Treatment for Large Hematoma
The treatment for a large hematoma requires immediate control of bleeding points through direct pressure, tourniquets, or hemostatic dressings, followed by appropriate fluid resuscitation with warmed blood and blood components when necessary. 1
Initial Assessment and Management
Immediate Actions
- Control obvious bleeding points using:
- Direct pressure
- Tourniquets (if appropriate)
- Hemostatic dressings
- Establish large-bore IV access (largest possible, including central access)

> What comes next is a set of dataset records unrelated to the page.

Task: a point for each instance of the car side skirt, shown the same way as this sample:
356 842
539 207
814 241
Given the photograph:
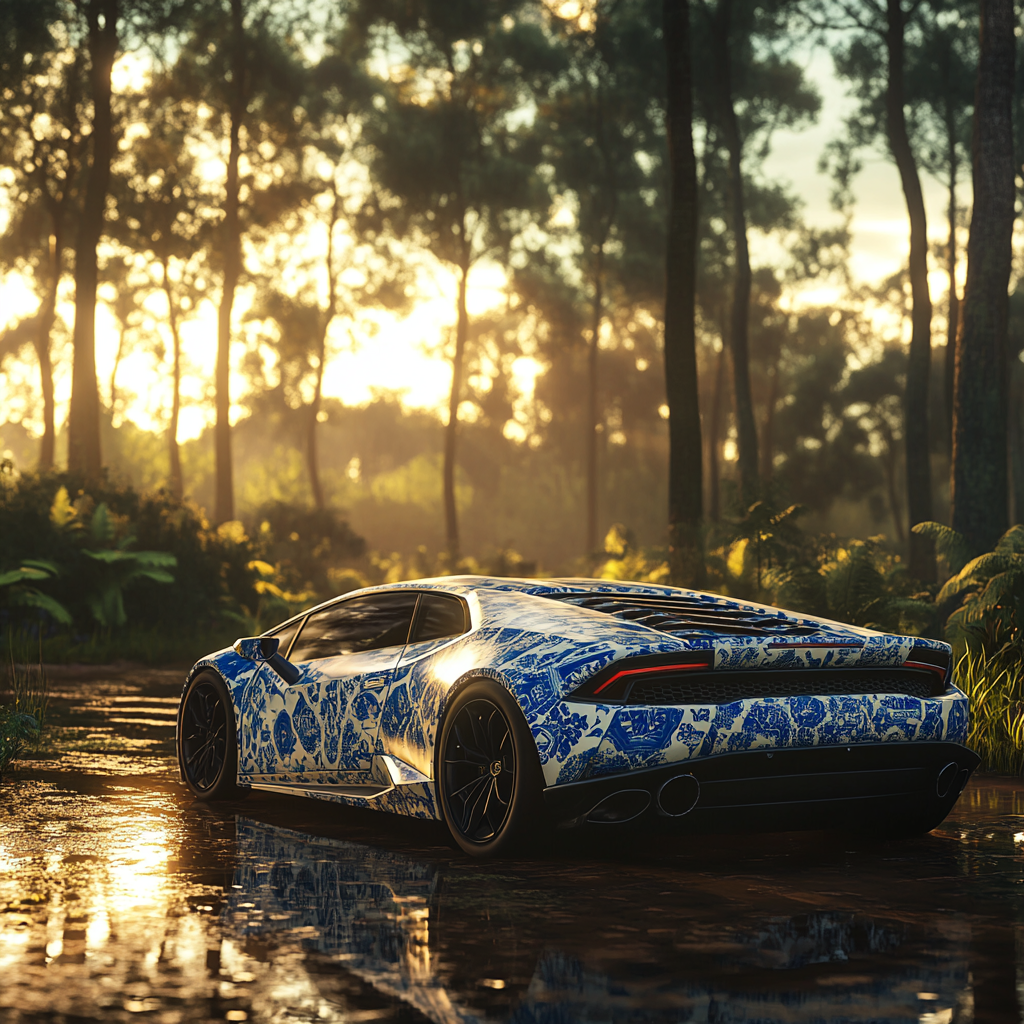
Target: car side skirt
392 785
888 786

- Obtain baseline blood tests:
- Full blood count (FBC)
- Prothrombin time (PT)
- Activated partial thromboplastin time (aPTT)
- Clauss fibrinogen
- Cross-match
- Perform rapid clinical assessment:
- Look for injury patterns
- Assess visible blood loss
- Check for signs of internal bleeding
- Evaluate vital signs (heart rate, blood pressure, capillary refill, skin color, consciousness) 1
Fluid Resuscitation
- For massive hemorrhage, use warmed blood and blood components
- Blood product administration priority:
- Group O (quickest)
- Group-specific
- Cross-matched blood
- Consider high-ratio transfusion strategy of 1:1:1 (plasma:platelets:PRBCs) for severely traumatized patients 2
- Actively warm the patient and all transfused fluids 1
Diagnostic Imaging
- Rapid access to imaging is essential:
- Ultrasound
- Radiography
- CT scan (if patient is stable enough)
- Use focused assessment with sonography for trauma (FAST) scanning when appropriate 1
Definitive Management
Surgical Intervention
- Surgery must be considered early for large hematomas causing significant symptoms or complications
- In some cases, "damage control" surgery may be necessary
- For spinal epidural hematomas, decompressive laminectomy may be required in selected cases, though conservative management with factor replacement may be sufficient in certain patients 3
- For intracerebral hematomas, stereotactic aspiration may be beneficial in selected cases 4
Non-surgical Management
- Once bleeding is controlled:
- Normalize blood pressure, acid-base status, and temperature
- Avoid vasopressors
- Provide active warming
- Treat coagulopathy aggressively if present 1
- Monitor for signs of rebleeding or hematoma expansion
Management of Coagulation Issues
- Prevent dilutional coagulopathy with early infusion of fresh frozen plasma (FFP)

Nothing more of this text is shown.